On February 10, 2017, Sergei Obidin applied to the Moscow Arbitration Court with a petition for bankruptcy of Prime Time LLC (a company in which Sergei Zhigunov is a general director and a member).

Since October 2016, the Moscow Arbitration Court has registered several claims of various individual entrepreneurs, as well as large companies (OJSC Russian Railways) against LLC Sergei Zhigunov's Producer Center, testifying to the regular default on the part of the said company. To date, most of these claims have been satisfied.

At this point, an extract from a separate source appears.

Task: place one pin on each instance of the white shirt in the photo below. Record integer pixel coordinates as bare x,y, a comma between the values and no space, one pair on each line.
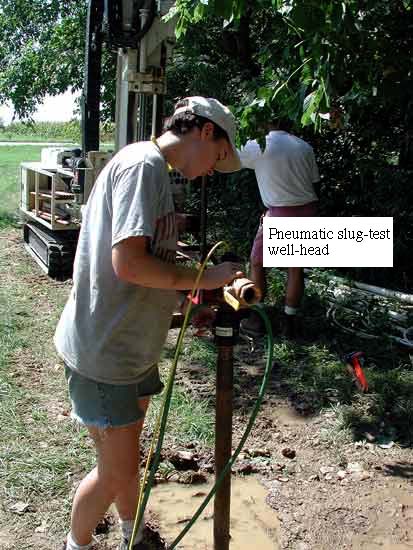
285,171
110,330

On February 19, 2018, the Moscow Arbitration Court accepted the application of United Russian Film Studios JSC for bankruptcy of January Production LLC, a company 100% of the authorized capital of which belongs to Sergei Zhigunov.

==Personal life==

- Father - Viktor Pavlovich Zhigunov, was the leading actor of the Rostov Drama Theater of the Palace of Culture of the Rostselmash plant, on the stage of which he played the role of Santa Claus on New Year's trees, a teacher of political economy.
- Mother - Galina Ivanovna Zhigunova (born 1944), was an actress, since 2005 she has been the chief director of the Theater for Young Spectators in the city of Sergiev Posad.
- Daughter - Maria Zhigunova (born September 5, 1990), starred in the films: " Undressed " (1998) and "Little Johnny" (2002).
- Stepdaughter - Anastasia (born 1980), the daughter of Vera Novikova from a previous marriage, whom Sergei Zhigunov raised as his own and calls her daughter. Anastasia has a daughter, Julia (born 2008).

He was married twice (from 1985 to March 2007 and from October 6, 2009, to October 2020) to Vera Semyonovna Novikova (born October 6, 1958), an actress of the Yevgeny Vakhtangov Theater.

From 2006 to May 2008 he dated actress and co-star on My Fair Nanny Anastasia Zavorotnyuk.

Since March 2021 he has been married to journalist Victoria Vorozhbit.